Depois dos filhos criados e casados, e vendo a velhice chegar, Tio Zé e Tia Fia passavam os dias entre os trabalhos na pequena fazenda, e as poucas visitas aos vizinhos.

Há tempos a filha mais velha tinha se mudado com o marido para o nordeste, e o filho caçula, temporão que Deus mandou, trabalhava na cidade grande, e vinha uma vez por mês. Nesses dias, trazia sempre um agrado, alguma novidade da cidade para facilitar a vida da mãe, ou algo que alegrasse a solitária vida dos pais.

Quando soube que a energia elétrica rural enfim tinha chegado por lá, gastou todo o seu salário no melhor de todos os presentes: uma televisão novinha, que depositou orgulhosamente na mesa da pequena sala da casa. O mais difícil foi instalar a antena no telhado, com subidas e descidas sem fim, até acertar a imagem. Quando terminou, abraçou os pais e partiu apressado, a tempo de pegar a condução de volta para a cidade.

Nos dias que se seguiram, os vizinhos pouco viram o velho casal. As visitas noturnas já não aconteciam, e na quermesse da igreja daquele mês ninguém provou os deliciosos biscoitos da Tia Fia, na barraca das quitandas.

Essas mudanças seriam de preocupar, mas o filho do Senhor Onofre, Zequinha, garoto esperto e falante, tinha tranquilizado a todos, ao contar que via os tios sempre, ao voltar da escola. “É verdade, gente, eu vejo eles sentados lá na frente da casa, e não estão doentes não”, explicou.

Mas com o passar do tempo, um fato estranho lhe chamou a atenção: notou que os dois velhos se sentavam de frente para a porta da casa, e costas para a estrada, e por isso nem viam quando ele passava. Preocupado, um dia tentou chamá-los do portão, mas não foi ouvido pelo casal, distraído com algo que acontecia na sala.

Até que em determinado dia resolveu abrir o portão da fazenda do Tio Zé e, sem ser convidado, ir ter com eles, para um pouco de prosa.

Estavam sentados a uma grande distância da porta da casa, no jardim, e assistiam curiosos um programa qualquer que passava na televisão, ligada no fundo da sala. Tia Fia se esforçava muito para enxergar a imagem, “talvez por causa da distância”, pensou o garoto.

Bênção meus tios! Por que é que estão assistindo a televisão assim, de tão longe?”

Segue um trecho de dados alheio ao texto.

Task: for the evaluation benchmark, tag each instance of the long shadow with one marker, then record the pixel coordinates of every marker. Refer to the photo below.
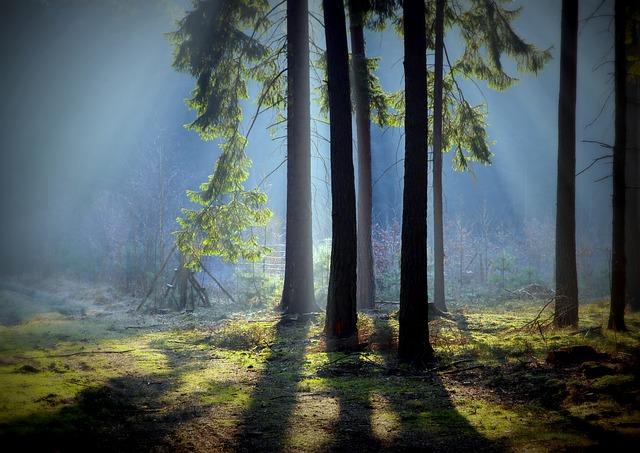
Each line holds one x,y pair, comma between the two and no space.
265,423
125,414
427,418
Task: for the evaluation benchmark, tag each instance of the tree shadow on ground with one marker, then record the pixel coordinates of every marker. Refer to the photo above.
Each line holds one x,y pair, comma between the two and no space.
125,414
265,423
409,412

Deus o abençõe, meu filho!”

E puxando o braço do sobrinho, Tio Zé apontou o aparelho na sala e explicou: “nosso filho deu essa máquina, e falou onde apertava para ligar e desligar...”

Tá certo, tio”

E foi um presente danado de bom esse!”

Foi mesmo, senhor”

Fez uma pausa, para depois continuar em voz baixa:

Mas a máquina fala muito alto, meu sobrinho, então eu e a Fia temos que sentar aqui fora, longe desses gritos...”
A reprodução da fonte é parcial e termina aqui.